Abstract: Python's versatility, efficiency, reliability, and speed have rightfully established it as the default language for big data processing, exploratory data analysis, machine learning and cloud computing. An inevitable consequence of this is the development of a variety of open-source general purpose packages widely accessible to ML researchers for the development of their complex systems. In an era where ML-Ops was not even a thing, data scientists could quickly bundle together code to generate their ML-models or sophisticated ETL pipelines, leveraging many different packages through simple notebooks and deploy them, even, in production.
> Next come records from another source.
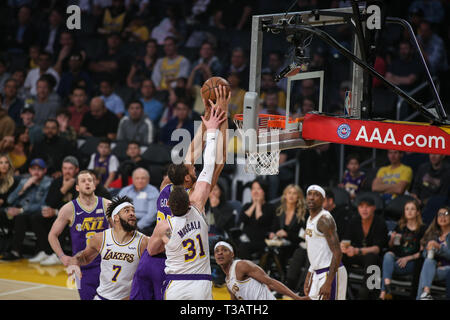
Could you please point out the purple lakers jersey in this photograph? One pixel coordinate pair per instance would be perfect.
(85, 224)
(162, 204)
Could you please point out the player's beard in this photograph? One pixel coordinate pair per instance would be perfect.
(126, 226)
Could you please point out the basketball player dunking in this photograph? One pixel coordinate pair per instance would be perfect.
(149, 277)
(85, 216)
(184, 236)
(327, 277)
(120, 249)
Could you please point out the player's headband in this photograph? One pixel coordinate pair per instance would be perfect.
(225, 244)
(120, 207)
(317, 188)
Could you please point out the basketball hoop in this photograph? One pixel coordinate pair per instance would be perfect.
(263, 161)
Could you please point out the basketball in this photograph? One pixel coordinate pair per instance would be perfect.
(209, 85)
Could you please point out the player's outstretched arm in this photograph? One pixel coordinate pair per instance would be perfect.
(223, 99)
(62, 220)
(248, 268)
(159, 238)
(200, 194)
(327, 226)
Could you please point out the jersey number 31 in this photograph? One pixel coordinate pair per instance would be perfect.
(189, 244)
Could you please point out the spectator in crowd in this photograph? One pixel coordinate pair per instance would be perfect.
(142, 68)
(236, 104)
(4, 74)
(342, 214)
(207, 65)
(353, 177)
(99, 121)
(431, 179)
(114, 18)
(153, 108)
(19, 75)
(7, 124)
(268, 84)
(136, 126)
(110, 63)
(136, 30)
(78, 107)
(8, 182)
(170, 67)
(113, 102)
(436, 242)
(180, 92)
(33, 56)
(289, 219)
(50, 32)
(11, 102)
(271, 105)
(34, 130)
(65, 130)
(238, 64)
(25, 202)
(134, 160)
(45, 61)
(394, 179)
(46, 103)
(22, 32)
(367, 234)
(433, 48)
(257, 217)
(74, 73)
(144, 196)
(53, 149)
(19, 150)
(104, 162)
(405, 71)
(181, 120)
(61, 191)
(404, 247)
(69, 49)
(219, 214)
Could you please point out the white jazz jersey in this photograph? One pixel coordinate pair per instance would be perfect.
(118, 265)
(249, 289)
(319, 253)
(188, 248)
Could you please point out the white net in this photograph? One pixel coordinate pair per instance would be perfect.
(262, 163)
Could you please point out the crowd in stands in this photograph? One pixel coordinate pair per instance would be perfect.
(108, 97)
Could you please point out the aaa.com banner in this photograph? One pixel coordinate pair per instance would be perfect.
(422, 138)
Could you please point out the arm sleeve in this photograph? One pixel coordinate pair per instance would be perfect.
(209, 157)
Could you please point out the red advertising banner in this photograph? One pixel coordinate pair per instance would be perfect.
(410, 137)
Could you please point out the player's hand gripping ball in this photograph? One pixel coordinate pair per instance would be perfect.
(208, 92)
A repercussion of this is the generation of thousands of lines of glue-code used to get data into and out of these general-purpose packages. However, as organisations mature, anti-patterns like these need to be effectively dealt with, else they can freeze systems to their peculiarities.
This talk is a story about how we dealt with this problem, particularly related to how we used pandas in many of our systems, by actively combating glue-code through wrapping pandas-I/O operations (which are indirectly using libraries like `pyarrow`, `fastparquet`, `s3fs`, `boto3` and `aws-cli`), into a common API under the name dynamic(i/o). By packaging up these libraries we were able to promote good practices, write reusable code that was easy to read, better structure our repos and promote a consistent template of work, define data expectations that would be validated by our wrapper, generate structured metrics picked up by our monitoring systems and even define interfaces between our developer teams, to enable a smoother communication of both data and knowledge.
(We intend to open-source this library on the day of the talk).
Bio: Christos has a PhD in Computing and has worked for many years as an ML consultant for many companies covering different domains (telcom, finance, gaming). For the last 3 years, he has been focussing on ML-Ops, defining and curating the ML-Development Lifecycle for the companies that hire him. He has recently embarked on a new adventure with Vortexa Ltd, working as a Lead ML Engineer and helping the company scale technically as it grows.